Semakin Jatuh

7.1K 1K 63
                                    

"Minum dulu."

Aku mendongak, mendapati sang pemilik mata coklat hangat tengah menunduk di depanku, mengulurkan segelas air mineral padaku.

Melihatku yang tak kunjung menerimanya membuatnya meraih tanganku untuk menerimanya.

"Kamu perlu ini buat nenangin diri." ucapnya sembari mengangguk meyakinkanku, perlahan, aku menurutinya, meneguk tetesan bening itu melewati tenggorokanku, dan benar, detak jantungku yang seakan tidak normal kini berangsur mulai bekerja selayaknya.

Sandika tersenyum kecil melihat nafasku yang mulai teratur menandakan jika aku mulai tenang, dan ini kali pertama aku melihat senyumannya, senyuman tulus yang Sandika berikan padaku tanpa aku berbuat apapun.

Kini jantungku yang mulai normal kembali memberontak, efek Sandika Malik terlalu besar untukku, bagaimana aku bisa memposisikan diriku dengan benar jika pada akhirnya Sandika selalu bisa menarikku untuk tetap jatuh padanya.

"Kemana Sarach, harusnya..."

Sandika menggeleng, menghentikan pertanyaanku yang sebenarnya bentuk pengalihan rasa salah tingkahku karena harus berdua dengannya di Taman Hotel ini.

"Sarach baik baik saja, ada Ale sama Sengkala." Sandika menepuk punggung tanganku perlahan, menyalurkan sentakan aliran listrik yang membuat perutku melilit seketika.

"Harusnya aku yang nanya ke kamu, kamu baik-baik saja?"

Aku menatap Sandika tidak percaya dia menanyakan keadaanku, sedikit rasa panas kurasakan lagi di pipi ku mendapatkan perhatian dari Ayahnya Sarach ini.

Aku mengangkat bahuku, "Sedikit terkejut, lucu jika dipikirkan karena hanya kalimat tanggapan Sarach, mereka menuduhku orang ketiga di rumah tanggamu."

Sandika menunduk, memainkan air mineral ditangannya mendengar jawabanku

"Apapun yang kamu dengar tadi, lupakan. Itu respon semua orang yang tidak mengenal Rachel dengan sepenuhnya." ucapnya lirih, matanya menerawang jauh kedepan, seakan ada hal berat yang menghalangi pandangannya kini.

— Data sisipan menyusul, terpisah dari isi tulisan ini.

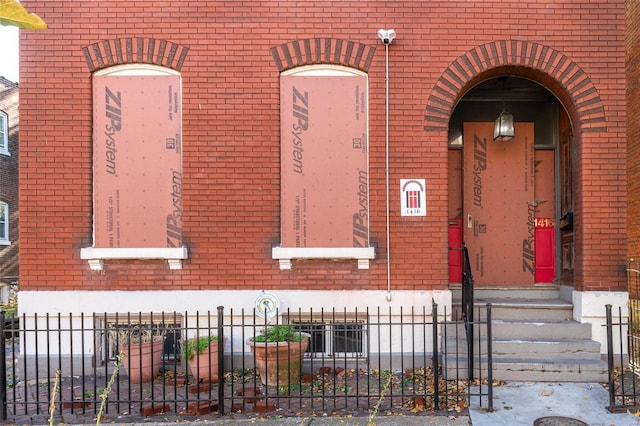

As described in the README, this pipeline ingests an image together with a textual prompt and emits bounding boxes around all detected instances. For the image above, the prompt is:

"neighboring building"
[0,77,19,303]
[19,0,627,372]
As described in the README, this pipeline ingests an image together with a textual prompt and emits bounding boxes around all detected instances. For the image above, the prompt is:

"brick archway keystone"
[82,37,189,72]
[424,40,607,132]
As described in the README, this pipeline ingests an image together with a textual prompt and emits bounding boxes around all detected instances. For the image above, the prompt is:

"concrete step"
[445,338,602,362]
[443,357,608,383]
[452,298,573,320]
[443,319,591,340]
[449,284,560,300]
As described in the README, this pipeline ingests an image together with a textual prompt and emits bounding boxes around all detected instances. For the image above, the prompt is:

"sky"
[0,25,19,82]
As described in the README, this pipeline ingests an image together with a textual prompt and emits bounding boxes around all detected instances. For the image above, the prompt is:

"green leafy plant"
[182,336,218,360]
[0,0,47,30]
[253,324,305,343]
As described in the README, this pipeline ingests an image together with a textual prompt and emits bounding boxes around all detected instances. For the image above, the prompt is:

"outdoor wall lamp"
[493,108,516,142]
[378,30,396,302]
[378,30,396,44]
[493,76,516,142]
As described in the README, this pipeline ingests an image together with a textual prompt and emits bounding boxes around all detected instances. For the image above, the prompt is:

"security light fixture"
[493,108,515,142]
[378,30,396,45]
[493,77,516,142]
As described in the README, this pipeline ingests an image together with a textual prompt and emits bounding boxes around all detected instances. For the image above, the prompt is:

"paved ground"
[10,382,640,426]
[469,382,640,426]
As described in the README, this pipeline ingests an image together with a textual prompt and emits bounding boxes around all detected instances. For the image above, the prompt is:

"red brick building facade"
[625,1,640,259]
[0,77,20,290]
[20,0,627,352]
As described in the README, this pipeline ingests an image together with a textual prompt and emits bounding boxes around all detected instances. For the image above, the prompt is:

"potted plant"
[247,325,311,386]
[182,336,226,383]
[110,324,165,383]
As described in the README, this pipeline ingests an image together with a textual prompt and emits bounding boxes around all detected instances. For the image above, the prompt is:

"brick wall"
[20,0,626,290]
[625,1,640,259]
[0,77,19,282]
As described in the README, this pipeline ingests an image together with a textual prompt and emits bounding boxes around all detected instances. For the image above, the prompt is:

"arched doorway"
[448,76,573,285]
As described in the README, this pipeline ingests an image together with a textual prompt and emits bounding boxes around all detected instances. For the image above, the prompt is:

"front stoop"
[443,285,607,383]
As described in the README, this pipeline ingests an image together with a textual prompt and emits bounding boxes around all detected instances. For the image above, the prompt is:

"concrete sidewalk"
[469,382,640,426]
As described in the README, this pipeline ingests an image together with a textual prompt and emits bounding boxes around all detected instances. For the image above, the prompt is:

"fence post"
[0,309,7,421]
[431,299,440,411]
[218,306,224,415]
[605,304,616,410]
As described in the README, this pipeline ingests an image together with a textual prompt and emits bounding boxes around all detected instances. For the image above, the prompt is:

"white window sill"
[80,247,188,271]
[271,247,376,269]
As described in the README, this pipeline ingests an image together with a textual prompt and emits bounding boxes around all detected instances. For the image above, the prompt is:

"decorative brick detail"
[424,40,607,132]
[82,37,189,72]
[271,38,376,72]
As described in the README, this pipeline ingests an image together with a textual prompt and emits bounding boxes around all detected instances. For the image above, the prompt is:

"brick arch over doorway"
[424,40,606,132]
[271,38,376,72]
[82,37,189,72]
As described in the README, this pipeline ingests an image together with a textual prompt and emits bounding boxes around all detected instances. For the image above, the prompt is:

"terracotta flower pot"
[187,338,226,383]
[122,339,164,383]
[247,333,311,386]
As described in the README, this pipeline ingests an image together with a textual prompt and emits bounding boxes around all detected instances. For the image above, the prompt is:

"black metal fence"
[606,301,640,412]
[0,303,493,421]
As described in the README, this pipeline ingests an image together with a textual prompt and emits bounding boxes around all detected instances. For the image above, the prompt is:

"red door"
[462,123,535,285]
[534,150,556,283]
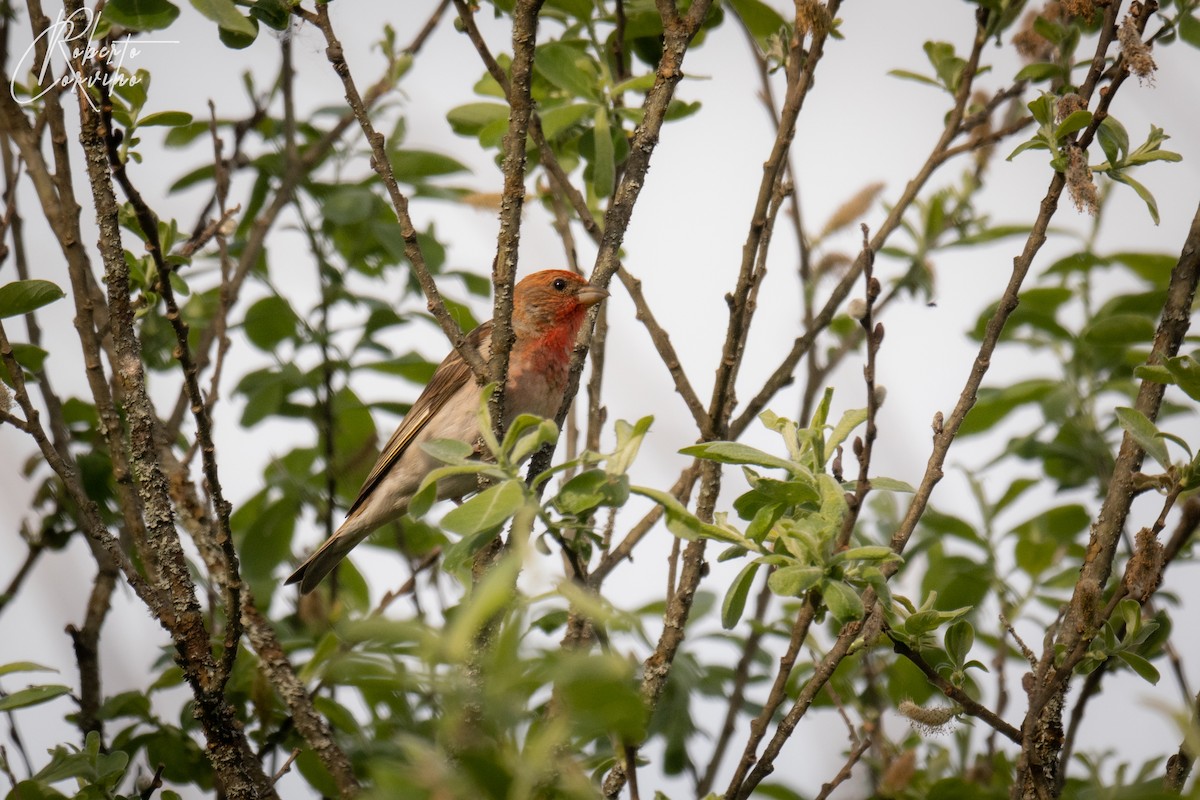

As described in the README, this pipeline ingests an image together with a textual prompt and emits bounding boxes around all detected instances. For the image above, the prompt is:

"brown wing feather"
[346,321,492,517]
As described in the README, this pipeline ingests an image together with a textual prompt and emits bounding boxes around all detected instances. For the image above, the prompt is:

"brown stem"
[301,2,490,384]
[487,0,544,435]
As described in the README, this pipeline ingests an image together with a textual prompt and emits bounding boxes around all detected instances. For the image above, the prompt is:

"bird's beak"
[575,284,608,306]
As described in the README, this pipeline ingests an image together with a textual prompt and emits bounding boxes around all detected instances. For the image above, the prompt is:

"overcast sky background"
[0,0,1200,796]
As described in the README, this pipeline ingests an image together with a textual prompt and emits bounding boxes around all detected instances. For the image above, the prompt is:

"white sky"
[0,0,1200,796]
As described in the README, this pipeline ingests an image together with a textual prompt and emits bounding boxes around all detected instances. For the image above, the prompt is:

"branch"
[302,2,488,384]
[886,630,1021,744]
[487,0,544,435]
[92,74,241,686]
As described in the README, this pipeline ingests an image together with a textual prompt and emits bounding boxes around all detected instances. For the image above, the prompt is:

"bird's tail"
[284,521,371,595]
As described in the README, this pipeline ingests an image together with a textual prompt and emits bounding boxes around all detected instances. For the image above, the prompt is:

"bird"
[286,270,608,594]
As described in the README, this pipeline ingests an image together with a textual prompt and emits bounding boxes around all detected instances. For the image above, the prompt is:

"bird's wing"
[346,321,492,517]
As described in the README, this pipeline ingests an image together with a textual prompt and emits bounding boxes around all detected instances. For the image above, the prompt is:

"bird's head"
[512,270,608,338]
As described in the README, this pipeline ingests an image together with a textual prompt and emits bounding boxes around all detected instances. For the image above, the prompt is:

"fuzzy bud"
[1124,528,1163,603]
[896,700,958,736]
[796,0,832,36]
[1013,1,1062,61]
[1054,91,1087,122]
[1067,146,1100,217]
[1117,14,1158,83]
[821,184,883,239]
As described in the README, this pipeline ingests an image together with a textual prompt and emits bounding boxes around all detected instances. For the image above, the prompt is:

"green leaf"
[679,441,798,471]
[1014,61,1067,83]
[821,581,863,624]
[721,561,760,631]
[1054,109,1092,139]
[217,11,258,50]
[1096,116,1129,167]
[442,481,524,536]
[830,545,900,564]
[826,408,866,453]
[592,108,617,197]
[868,476,917,494]
[554,469,608,515]
[1109,170,1158,225]
[242,295,300,353]
[0,661,58,675]
[629,486,755,549]
[728,0,790,49]
[534,42,604,102]
[604,416,654,475]
[1116,650,1159,684]
[1116,407,1171,469]
[191,0,258,38]
[390,150,470,178]
[0,278,66,319]
[539,103,602,142]
[102,0,179,30]
[1166,355,1200,401]
[767,565,824,597]
[446,103,509,136]
[943,619,974,667]
[0,684,71,711]
[250,0,292,31]
[11,342,50,372]
[1180,12,1200,48]
[1082,314,1154,347]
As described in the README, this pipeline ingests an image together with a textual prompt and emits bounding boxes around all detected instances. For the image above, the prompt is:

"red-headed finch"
[287,270,608,593]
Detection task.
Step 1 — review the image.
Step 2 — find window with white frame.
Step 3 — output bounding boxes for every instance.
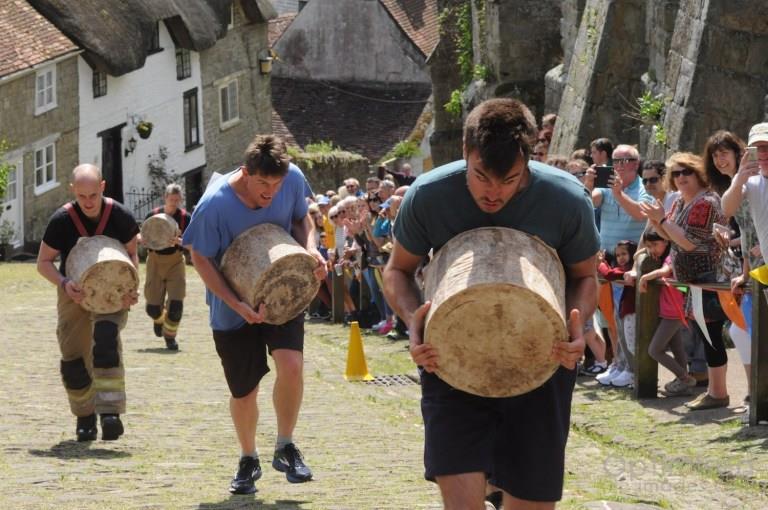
[91,71,107,98]
[219,79,240,128]
[176,48,192,80]
[35,144,56,192]
[184,88,200,150]
[35,65,56,115]
[0,165,18,203]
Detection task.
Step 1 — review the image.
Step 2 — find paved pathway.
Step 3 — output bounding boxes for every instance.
[0,264,768,510]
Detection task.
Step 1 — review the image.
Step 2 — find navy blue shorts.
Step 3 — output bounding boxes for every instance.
[421,367,576,501]
[213,312,304,398]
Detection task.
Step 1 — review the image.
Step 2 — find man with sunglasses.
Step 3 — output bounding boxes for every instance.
[589,145,653,256]
[641,159,680,211]
[588,144,653,388]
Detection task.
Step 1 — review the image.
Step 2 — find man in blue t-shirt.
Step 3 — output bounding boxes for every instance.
[183,135,326,494]
[384,99,599,508]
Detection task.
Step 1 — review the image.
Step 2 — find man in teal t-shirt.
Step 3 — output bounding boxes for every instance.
[384,99,599,508]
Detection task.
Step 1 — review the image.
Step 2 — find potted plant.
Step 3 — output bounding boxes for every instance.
[0,220,16,262]
[136,120,152,140]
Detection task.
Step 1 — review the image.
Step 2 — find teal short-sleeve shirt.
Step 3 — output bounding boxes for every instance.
[394,160,600,265]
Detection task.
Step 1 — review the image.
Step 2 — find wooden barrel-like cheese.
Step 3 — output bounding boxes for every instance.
[66,236,139,314]
[141,213,180,250]
[221,223,320,324]
[424,227,568,397]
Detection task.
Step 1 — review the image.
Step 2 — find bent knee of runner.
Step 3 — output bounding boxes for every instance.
[93,321,120,368]
[147,303,163,319]
[167,299,184,322]
[61,358,91,390]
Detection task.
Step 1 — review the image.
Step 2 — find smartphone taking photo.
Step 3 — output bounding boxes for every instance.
[595,165,613,188]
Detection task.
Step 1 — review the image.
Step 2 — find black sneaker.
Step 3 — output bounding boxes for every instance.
[485,491,504,508]
[272,443,312,483]
[229,457,261,494]
[101,414,124,441]
[75,414,99,443]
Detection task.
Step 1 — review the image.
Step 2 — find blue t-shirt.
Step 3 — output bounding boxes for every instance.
[598,177,654,253]
[182,164,308,331]
[394,160,599,264]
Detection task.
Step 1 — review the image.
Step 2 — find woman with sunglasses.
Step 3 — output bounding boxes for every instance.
[703,130,765,410]
[640,152,730,410]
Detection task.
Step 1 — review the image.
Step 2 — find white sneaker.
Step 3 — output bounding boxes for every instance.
[371,320,387,332]
[595,364,621,386]
[611,370,635,388]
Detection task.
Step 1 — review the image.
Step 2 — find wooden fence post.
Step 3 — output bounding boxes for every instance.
[749,279,768,426]
[633,256,660,398]
[331,267,344,324]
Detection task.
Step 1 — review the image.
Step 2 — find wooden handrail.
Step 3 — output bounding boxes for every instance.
[599,257,768,426]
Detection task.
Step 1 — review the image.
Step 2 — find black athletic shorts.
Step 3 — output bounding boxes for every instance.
[213,312,304,398]
[421,367,576,501]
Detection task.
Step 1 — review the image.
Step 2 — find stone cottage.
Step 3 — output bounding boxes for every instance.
[0,0,277,249]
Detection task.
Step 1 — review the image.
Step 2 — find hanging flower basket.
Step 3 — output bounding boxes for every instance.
[136,120,152,140]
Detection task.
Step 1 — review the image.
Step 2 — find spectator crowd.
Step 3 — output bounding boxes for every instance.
[309,114,768,416]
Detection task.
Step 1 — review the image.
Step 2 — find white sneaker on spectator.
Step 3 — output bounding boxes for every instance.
[611,370,635,388]
[371,319,387,332]
[595,363,621,386]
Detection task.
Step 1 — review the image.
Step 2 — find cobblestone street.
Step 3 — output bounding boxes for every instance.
[0,264,768,510]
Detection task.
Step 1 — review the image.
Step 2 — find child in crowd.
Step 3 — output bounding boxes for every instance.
[637,229,696,397]
[596,240,637,388]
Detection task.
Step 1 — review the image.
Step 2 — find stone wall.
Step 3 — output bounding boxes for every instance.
[431,0,768,158]
[663,0,768,153]
[294,151,368,194]
[0,56,79,247]
[484,0,563,117]
[428,0,463,166]
[549,0,648,154]
[200,2,272,182]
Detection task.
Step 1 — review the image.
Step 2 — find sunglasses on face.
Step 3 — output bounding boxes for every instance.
[669,168,695,179]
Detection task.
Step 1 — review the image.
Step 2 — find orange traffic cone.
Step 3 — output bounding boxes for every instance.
[344,322,373,381]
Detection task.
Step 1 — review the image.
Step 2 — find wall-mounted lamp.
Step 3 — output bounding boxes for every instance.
[259,49,280,74]
[259,55,272,74]
[123,136,136,158]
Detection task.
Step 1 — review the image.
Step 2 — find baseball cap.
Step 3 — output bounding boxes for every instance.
[747,122,768,145]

"Aku juga nggak mau dengar kalimat menyakitkan mereka, semua yang mereka katakan sama sekali tidak ada kebenarannya." balasku lirih, sudut hatiku merasa sakit saat mengingat kata kata mereka yang mengatakan jika aku bukanlah apa apa dibandingkan Rachel Arumi, sosok yang dicintai bukan hanya oleh Sandika, tapi oleh seluruh Negeri, gosip tentang perselingkuhannya dengan Sengkala Malik yang tak lain adalah iparnya sendiri sama sekali tidak merubah penilaian mereka terhadap perempuan bak boneka barbie tersebut.

Dan sekarang melihat betapa Sandika begitu rapat menyembunyikan borok mantan Istrinya, membuatku tahu, jika cinta Sandika terlalu besar untuk terhalang oleh Perceraian belaka.

"Mereka sama seperti aku dulunya, begitu mempercayai istriku sampai nyaris menjadi keledai bodoh, buta dengan fakta yang kulihat dan tuli dengan kenyataan yang kudengar."

Aku menatap dengan seksama laki-laki yang kini duduk di sebelahku, tidak menyangka jika Sandika akan berbagi rahasia setelah baru saja aku memikirkan betapa dia masih mencintai istrinya.

Berulangkali dia mengingatkanku tentang hal ini, dan setelah apa yang terjadi padaku tadi, ternyata mengikis jarak yang diciptakannya sendiri diantara kami.

Helaan nafas berat Sandika terdengar sebelum dia kembali bersuara, seakan akan melalui hembusan nafas tersebut dia ingin mengurangi beban berat dari dalam dadanya.

Sandika kembali menatapku, tatapan sarat luka yang membuatku terasa perih hanya karena Melihatnya, aku tidak bisa membayangkan bagaimana rasa sakit sebesar itu bisa menghantam laki laki setangguh Sandika.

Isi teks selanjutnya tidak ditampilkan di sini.